As the poem that opens this article suggests, Muhammadi’s poetry reflects on her personal relationship to writing. She turns to writing as a space where she can be heard or, in her own words, where she can “live,” “write,” and “shout.” Simultaneously, she also broaches the larger question of collectivity: in the final lines of this poem, there is a pronoun shift from a singular “I” to an “us.” While the reader is not given any definitive answers as to who the “us” includes, what is clear is that there is strife that divides the “us” that should be united rather than divided. When taking the larger historical and political situation of Algeria into consideration, the “we” could refer to Algerians and the Algerian War of Independence and, at the same time, it could also include women who have struggled for so long to be recognized.

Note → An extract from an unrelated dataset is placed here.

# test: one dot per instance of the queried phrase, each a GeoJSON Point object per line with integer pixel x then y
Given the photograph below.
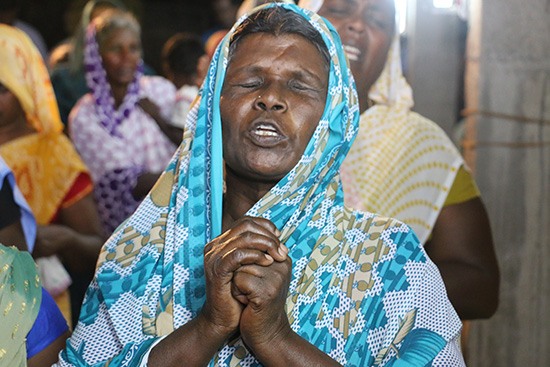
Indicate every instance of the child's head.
{"type": "Point", "coordinates": [184, 60]}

The page is the central image that pervades many of Habiba Muhammadi’s poems. Her speaker continually reminds the readers of the writing process as the poem unfolds on the page, which assumes several significances. For example, Muhammadi writes: “This paper is our friend/ It holds ever steadfast/Against the repeated stabbings/Of our pens.” Here, not only is paper a place of familiarity but also one that withstands violence—the violence against meaning, language, and the literal violence that a writer recounts over her lifetime, as well. In another poem, paper links the speaker to her past when she states: “In my room far away/ I write the memory of dead paper/In a barren space/Loneliness speaks words of love/to me..” (231). Far from encouraging the creative process, here, paper represents a dearth of words and possibilities for communication.

Overall, Muhammadi’s poetic style is pithy and clear. Many of her poems are treat very complicated themes within a few short lines of verse. In her preface to The Poetry of the Arab World, Nathalie Handal explains: “North African women throughout their history have been heroes and legends, martyrs and resistance fighters, nationalists, and writers, participating in all aspects of their civilization historically, politically, socially, and artistically” (Handal, The Poetry of Arab Women: A Contemporary Anthology, 30). Muhammadi grapples with the past (and all that it entails for her as an Algerian woman living in Egypt) within the confines of the page.